US spirits producer MGP Ingredients is temporarily pausing distilling operations at two of its facilities in Kentucky.
In a statement yesterday (7 March), the company said the “temporary idling” will take effect on 1 May at Limestone Branch Distillery in Lebanon and Lux Row Distillers in Bardstown.
It said the move was being made as it "adjusts production levels to align with its current inventory levels".
However, MGP will continue distilling at its largest site in Lawrenceburg, Indiana.
The Limestone Branch location produces brands such as Yellowstone Select Bourbon and Minor Case rhye whiskey while the Lux Row site produces brands including Ezra Brooks Bourbon and Daviess County Bourbon.
The move will affect 33 employees across the two facilities. MGP said it is working directly with affected staff “to support them through the transition”.
MGP Ingredients president and CEO Julie Francis said: “The American whiskey market continues to be structurally oversupplied, with excess capacity and elevated inventory.
“Like many companies across the industry, we are navigating a challenging environment and taking steps to better align our operations with current inventory levels while supporting our efficiency and productivity goals.
“As a result, we have made the difficult decision to temporarily idle distilling operations at these two facilities.”
MGP expects to restart distilling at the two sites when “inventory levels support additional production” – which could be as early as 12 months after the pause begins.
Other operations at Limestone Branch and Lux Row, including warehousing, bottling and barrel programmes, will continue, the group said.
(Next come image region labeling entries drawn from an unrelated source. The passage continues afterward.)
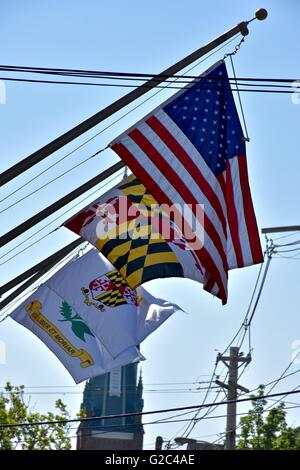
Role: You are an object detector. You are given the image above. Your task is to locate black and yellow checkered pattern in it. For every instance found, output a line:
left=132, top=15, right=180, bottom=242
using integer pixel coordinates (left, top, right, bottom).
left=96, top=176, right=183, bottom=289
left=94, top=269, right=132, bottom=307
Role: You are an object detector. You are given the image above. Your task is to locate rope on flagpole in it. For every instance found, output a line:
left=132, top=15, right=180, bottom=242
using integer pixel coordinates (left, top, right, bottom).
left=224, top=37, right=250, bottom=142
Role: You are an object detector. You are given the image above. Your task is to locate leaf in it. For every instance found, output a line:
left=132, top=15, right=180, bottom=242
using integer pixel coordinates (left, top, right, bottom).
left=72, top=320, right=94, bottom=341
left=60, top=301, right=72, bottom=320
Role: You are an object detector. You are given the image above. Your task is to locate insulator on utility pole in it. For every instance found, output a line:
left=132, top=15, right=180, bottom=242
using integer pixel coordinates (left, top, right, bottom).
left=215, top=346, right=251, bottom=450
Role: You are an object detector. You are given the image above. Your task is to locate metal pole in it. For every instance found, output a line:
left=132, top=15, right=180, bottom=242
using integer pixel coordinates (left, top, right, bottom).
left=0, top=16, right=257, bottom=186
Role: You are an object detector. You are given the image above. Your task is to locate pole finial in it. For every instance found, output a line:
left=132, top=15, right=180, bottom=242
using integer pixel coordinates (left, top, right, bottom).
left=255, top=8, right=268, bottom=21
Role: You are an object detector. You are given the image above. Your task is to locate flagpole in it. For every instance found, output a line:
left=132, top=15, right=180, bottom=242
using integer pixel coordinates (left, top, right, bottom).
left=0, top=8, right=267, bottom=186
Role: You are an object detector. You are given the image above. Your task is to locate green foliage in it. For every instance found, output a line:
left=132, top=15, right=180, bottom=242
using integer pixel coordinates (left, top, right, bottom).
left=0, top=383, right=71, bottom=450
left=237, top=385, right=300, bottom=450
left=59, top=301, right=94, bottom=341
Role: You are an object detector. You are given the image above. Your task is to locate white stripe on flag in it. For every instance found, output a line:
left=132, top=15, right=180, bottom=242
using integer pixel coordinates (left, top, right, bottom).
left=122, top=135, right=227, bottom=290
left=137, top=119, right=226, bottom=246
left=229, top=157, right=253, bottom=267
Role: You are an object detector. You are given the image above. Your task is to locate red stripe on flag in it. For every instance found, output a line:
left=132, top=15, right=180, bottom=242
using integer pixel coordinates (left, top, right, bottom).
left=111, top=143, right=227, bottom=304
left=226, top=160, right=244, bottom=268
left=238, top=155, right=263, bottom=264
left=146, top=116, right=226, bottom=238
left=128, top=129, right=228, bottom=271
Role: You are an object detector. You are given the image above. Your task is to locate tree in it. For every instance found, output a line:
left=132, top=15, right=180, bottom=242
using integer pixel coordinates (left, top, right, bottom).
left=0, top=382, right=71, bottom=450
left=237, top=385, right=300, bottom=450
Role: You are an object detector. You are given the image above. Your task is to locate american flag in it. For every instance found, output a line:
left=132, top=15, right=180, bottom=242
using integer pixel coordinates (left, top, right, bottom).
left=110, top=62, right=263, bottom=303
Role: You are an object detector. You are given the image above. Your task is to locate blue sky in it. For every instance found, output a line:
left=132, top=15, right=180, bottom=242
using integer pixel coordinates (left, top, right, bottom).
left=0, top=0, right=300, bottom=447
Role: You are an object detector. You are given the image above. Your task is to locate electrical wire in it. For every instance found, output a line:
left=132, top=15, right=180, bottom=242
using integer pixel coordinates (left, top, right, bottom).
left=0, top=390, right=300, bottom=428
left=0, top=172, right=122, bottom=266
left=0, top=147, right=108, bottom=214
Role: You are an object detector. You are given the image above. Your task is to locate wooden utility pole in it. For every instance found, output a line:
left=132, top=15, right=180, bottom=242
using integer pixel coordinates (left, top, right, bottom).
left=216, top=346, right=251, bottom=450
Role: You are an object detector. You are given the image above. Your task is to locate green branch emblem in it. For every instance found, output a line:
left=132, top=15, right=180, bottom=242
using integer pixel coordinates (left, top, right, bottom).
left=59, top=301, right=94, bottom=342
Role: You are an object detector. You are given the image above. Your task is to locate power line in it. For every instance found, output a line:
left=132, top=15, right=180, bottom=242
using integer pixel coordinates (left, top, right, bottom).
left=0, top=77, right=299, bottom=94
left=0, top=147, right=108, bottom=214
left=0, top=172, right=122, bottom=266
left=0, top=37, right=236, bottom=202
left=0, top=390, right=300, bottom=428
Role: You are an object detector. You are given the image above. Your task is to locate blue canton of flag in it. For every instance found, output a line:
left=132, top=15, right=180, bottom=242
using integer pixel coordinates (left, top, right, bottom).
left=110, top=62, right=263, bottom=303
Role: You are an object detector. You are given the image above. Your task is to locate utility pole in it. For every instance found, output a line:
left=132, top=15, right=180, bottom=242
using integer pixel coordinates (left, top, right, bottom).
left=216, top=346, right=251, bottom=450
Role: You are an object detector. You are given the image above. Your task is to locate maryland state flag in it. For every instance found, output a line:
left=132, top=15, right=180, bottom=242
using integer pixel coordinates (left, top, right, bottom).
left=64, top=176, right=203, bottom=292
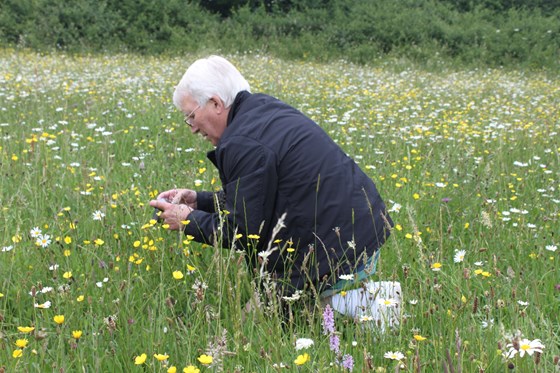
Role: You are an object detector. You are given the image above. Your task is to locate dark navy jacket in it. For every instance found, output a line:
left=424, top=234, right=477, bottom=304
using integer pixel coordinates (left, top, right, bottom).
left=185, top=92, right=393, bottom=294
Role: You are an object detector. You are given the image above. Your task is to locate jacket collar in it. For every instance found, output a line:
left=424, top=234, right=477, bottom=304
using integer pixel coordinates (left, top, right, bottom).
left=227, top=91, right=251, bottom=127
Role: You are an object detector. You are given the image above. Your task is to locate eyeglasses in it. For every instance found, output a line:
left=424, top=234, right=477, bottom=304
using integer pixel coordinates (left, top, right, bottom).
left=185, top=105, right=200, bottom=127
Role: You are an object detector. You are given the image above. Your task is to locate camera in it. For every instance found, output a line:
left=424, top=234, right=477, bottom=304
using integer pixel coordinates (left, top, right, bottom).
left=152, top=198, right=170, bottom=223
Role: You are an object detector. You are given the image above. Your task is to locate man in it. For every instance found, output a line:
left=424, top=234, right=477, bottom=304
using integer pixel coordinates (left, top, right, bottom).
left=150, top=56, right=393, bottom=306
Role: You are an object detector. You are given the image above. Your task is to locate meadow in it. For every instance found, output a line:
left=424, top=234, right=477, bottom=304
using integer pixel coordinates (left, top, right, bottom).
left=0, top=49, right=560, bottom=372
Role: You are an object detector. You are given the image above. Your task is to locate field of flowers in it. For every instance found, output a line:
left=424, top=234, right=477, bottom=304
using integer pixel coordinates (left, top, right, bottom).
left=0, top=50, right=560, bottom=372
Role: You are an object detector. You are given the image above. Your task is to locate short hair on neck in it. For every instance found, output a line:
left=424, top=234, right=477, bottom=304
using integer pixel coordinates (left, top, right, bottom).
left=173, top=55, right=250, bottom=109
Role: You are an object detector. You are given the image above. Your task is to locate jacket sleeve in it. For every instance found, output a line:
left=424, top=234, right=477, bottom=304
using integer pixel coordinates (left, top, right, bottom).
left=185, top=136, right=278, bottom=253
left=196, top=191, right=224, bottom=212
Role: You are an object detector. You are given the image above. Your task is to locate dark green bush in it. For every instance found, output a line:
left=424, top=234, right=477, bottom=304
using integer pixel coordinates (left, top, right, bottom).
left=0, top=0, right=560, bottom=68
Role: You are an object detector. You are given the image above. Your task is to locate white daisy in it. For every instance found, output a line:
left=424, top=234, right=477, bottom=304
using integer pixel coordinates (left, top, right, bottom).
left=35, top=234, right=51, bottom=247
left=377, top=298, right=398, bottom=307
left=29, top=227, right=42, bottom=238
left=453, top=250, right=467, bottom=263
left=545, top=245, right=558, bottom=252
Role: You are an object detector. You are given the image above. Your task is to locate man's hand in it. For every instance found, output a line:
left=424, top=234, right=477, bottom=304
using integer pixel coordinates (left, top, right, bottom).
left=150, top=198, right=196, bottom=231
left=157, top=189, right=196, bottom=210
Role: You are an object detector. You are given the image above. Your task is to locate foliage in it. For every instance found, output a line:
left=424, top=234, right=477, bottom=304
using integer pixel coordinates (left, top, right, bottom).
left=0, top=0, right=560, bottom=68
left=0, top=50, right=560, bottom=372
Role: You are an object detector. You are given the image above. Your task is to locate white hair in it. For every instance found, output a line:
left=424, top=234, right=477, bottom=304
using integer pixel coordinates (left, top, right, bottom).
left=173, top=56, right=250, bottom=109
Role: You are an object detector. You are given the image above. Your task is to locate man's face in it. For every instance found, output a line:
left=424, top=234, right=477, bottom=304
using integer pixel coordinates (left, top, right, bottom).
left=181, top=96, right=229, bottom=146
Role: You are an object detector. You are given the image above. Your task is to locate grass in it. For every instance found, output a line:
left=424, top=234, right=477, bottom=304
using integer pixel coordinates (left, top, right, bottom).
left=0, top=50, right=560, bottom=372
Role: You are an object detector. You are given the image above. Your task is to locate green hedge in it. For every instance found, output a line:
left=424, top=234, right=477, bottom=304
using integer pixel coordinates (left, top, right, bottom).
left=0, top=0, right=560, bottom=68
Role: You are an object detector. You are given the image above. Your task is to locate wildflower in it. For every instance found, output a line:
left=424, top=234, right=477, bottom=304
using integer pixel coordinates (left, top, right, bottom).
left=29, top=227, right=43, bottom=238
left=154, top=354, right=169, bottom=361
left=198, top=354, right=213, bottom=365
left=430, top=262, right=442, bottom=272
left=134, top=354, right=148, bottom=365
left=388, top=202, right=402, bottom=213
left=33, top=301, right=51, bottom=309
left=377, top=298, right=398, bottom=307
left=545, top=245, right=558, bottom=252
left=360, top=315, right=373, bottom=322
left=342, top=354, right=354, bottom=372
left=503, top=338, right=544, bottom=359
left=18, top=326, right=35, bottom=333
left=35, top=234, right=51, bottom=248
left=453, top=250, right=466, bottom=263
left=323, top=304, right=334, bottom=334
left=383, top=351, right=404, bottom=360
left=329, top=334, right=340, bottom=354
left=296, top=338, right=314, bottom=351
left=173, top=271, right=184, bottom=280
left=15, top=338, right=29, bottom=349
left=294, top=353, right=310, bottom=365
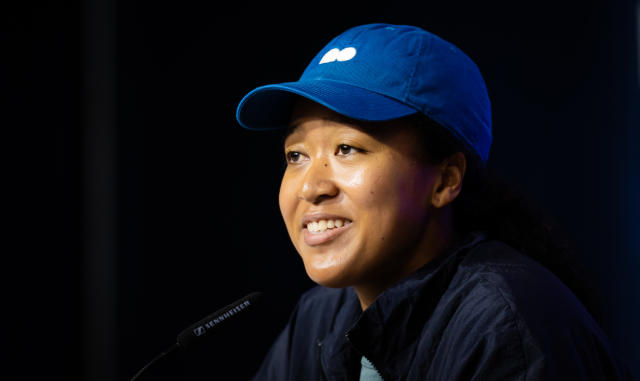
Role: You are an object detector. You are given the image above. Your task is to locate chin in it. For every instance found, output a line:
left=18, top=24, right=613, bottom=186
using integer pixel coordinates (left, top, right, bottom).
left=305, top=263, right=353, bottom=288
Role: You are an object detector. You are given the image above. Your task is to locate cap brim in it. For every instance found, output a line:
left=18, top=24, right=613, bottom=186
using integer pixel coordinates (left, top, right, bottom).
left=236, top=80, right=417, bottom=130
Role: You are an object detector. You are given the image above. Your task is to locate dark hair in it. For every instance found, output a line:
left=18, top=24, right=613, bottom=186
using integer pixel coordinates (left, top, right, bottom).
left=410, top=114, right=603, bottom=326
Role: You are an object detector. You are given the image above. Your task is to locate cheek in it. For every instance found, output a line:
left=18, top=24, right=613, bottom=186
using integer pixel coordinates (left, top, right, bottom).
left=278, top=173, right=297, bottom=232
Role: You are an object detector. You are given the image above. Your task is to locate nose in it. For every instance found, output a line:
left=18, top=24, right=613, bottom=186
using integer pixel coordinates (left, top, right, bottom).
left=300, top=160, right=339, bottom=204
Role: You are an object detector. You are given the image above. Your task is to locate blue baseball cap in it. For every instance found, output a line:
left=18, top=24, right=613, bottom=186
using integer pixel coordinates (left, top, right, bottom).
left=236, top=24, right=492, bottom=165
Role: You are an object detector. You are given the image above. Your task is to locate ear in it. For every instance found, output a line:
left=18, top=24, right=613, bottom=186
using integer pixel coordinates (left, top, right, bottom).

Visitor centres at both distilleries will also remain open, with tours, tastings, retail and limited releases continuing as usual.
MGP added that the pause of operations is not expected to affect product availability for clients and customers.
MGP Ingredients makes distilled spirits, branded spirits and food ingredients.
The company’s distilled spirits, which Bourbon, rye whiskey, vodka and gin, are sold to manufacturers of other branded spirits.
The food ingredients business, housed in the group’s Ingredient Solutions division, sells wheat-based ingredients.
In its statement, the group, whose portfolio includes brands such as Penelope Bourbon and El Mayor Tequila, also reaffirmed its full-year 2026 guidance released in February.
The company expects 2026 sales to be in the range of $480m-$500m, down from $536.4m in 2025. The company said the outlook reflects an “anticipated” sales decline in its Distilling Solutions division.
Alongside its distilleries in Indiana and Kentucky, the group operates a Tequila distillery in Arandas, Mexico, and bottling sites in Missouri, Ohio and Northern Ireland.